Ensemble learning is training an ensemble model, which is a combination of several base models, each individually performing worse than the ensemble model.
Train an ensemble of weak models, e.g., random forest and gradient boosting.
Combining multiple weak models can create a strong ensemble because when multiple uncorrelated models agree, they are likely to agree on the correct outcome.
Uncorrelated: use different features and/or different types of weak models. Same models with different hyperparameter tuning are unlikely to be strong.
Three ways to combine weakly correlated models into an ensemble model:
- Averaging: for regression or score-based classification. Averaging all models’ predictions about input $x$.
- Majority vote: for classification. Returning the majority class among all models’ predictions about input $x$.
- Model stacking: trains a strong model by inputting the outputs of other strong models.

#Training

Use different machine learning algorithms and models,
Weakly correlate base models by randomly sampling the features of the training dataset.
The same learning algorithm can produce sufficiently uncorrelated models when trained with very different hyperparameter values.

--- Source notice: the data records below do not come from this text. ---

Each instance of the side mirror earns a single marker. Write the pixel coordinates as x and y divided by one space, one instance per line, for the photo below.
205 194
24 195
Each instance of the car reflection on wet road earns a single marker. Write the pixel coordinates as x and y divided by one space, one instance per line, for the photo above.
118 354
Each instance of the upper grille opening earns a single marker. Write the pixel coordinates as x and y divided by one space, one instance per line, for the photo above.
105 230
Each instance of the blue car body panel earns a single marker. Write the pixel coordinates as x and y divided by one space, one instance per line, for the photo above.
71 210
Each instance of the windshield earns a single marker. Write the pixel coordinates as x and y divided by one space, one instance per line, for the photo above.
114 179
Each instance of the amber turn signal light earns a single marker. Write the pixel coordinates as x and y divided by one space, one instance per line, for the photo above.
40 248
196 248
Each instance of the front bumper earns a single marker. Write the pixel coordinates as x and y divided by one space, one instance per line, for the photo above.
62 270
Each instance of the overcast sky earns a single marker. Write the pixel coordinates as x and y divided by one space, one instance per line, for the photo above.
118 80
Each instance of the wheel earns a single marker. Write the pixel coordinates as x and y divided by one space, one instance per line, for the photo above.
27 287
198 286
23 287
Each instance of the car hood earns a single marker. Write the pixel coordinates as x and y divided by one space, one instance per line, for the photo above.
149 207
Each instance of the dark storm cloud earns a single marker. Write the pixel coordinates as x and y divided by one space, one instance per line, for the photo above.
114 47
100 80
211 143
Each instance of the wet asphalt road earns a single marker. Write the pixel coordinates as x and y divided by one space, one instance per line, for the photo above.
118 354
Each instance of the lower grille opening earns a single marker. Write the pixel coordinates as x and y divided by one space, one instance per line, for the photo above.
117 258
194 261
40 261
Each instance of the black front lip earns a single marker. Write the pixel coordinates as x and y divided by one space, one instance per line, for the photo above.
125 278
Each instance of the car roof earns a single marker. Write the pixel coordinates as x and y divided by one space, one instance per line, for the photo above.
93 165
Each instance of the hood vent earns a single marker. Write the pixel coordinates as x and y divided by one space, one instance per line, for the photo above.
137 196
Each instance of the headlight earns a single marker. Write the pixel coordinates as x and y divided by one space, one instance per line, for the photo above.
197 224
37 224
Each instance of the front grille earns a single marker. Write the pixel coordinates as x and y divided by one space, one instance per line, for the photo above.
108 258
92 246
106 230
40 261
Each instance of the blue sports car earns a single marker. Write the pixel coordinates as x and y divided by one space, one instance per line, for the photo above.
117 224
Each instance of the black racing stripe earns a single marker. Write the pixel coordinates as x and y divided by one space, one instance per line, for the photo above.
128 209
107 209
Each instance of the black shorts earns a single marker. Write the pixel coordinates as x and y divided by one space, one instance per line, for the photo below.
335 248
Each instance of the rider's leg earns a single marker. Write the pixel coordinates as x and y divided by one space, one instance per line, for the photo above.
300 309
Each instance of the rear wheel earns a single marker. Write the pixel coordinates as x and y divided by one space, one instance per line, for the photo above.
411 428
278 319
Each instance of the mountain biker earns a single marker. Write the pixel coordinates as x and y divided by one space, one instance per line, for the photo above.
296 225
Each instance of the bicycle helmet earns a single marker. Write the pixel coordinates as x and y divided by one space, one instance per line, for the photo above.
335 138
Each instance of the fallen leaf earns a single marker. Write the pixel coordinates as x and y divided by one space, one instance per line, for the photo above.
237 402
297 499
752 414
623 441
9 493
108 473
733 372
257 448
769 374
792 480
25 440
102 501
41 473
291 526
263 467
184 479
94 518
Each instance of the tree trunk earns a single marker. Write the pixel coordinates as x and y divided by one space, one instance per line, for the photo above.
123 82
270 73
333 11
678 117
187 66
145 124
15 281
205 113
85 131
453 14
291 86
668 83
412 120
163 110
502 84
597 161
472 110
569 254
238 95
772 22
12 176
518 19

Ensure the meta-model combines base model outputs effectively, without overfitting
Use k-fold cross-validation: how well a model generalizes to an independent dataset.
Recap: split the dataset into k roughly equal parts (folds) and use one fold as the validation set and the others as the training set. Average the performance across all k folds.
Prevent data leakage by using only out-of-fold predictions to train the meta-model
Evaluate the full stack: it should outperform individual base models on the validation set.
Tune base model hyperparameters independently, then train the metamodel on out-of-fold predictions.
Tune the whole stack jointly via nested cross-validation (computationally expensive).

Create the synthetic training set for the stacked model, following a process similar to the one for cross-validation.
First, split all training data into $>10$ blocks. The more blocks the better, but the process of training the model will be slower.
Temporarily exclude one block from the training data, and train the base models on the remaining blocks.
Then use the models to make predictions on the excluded block.
Obtain the predictions, and build the synthetic training examples for the excluded block by using the predictions from the base models.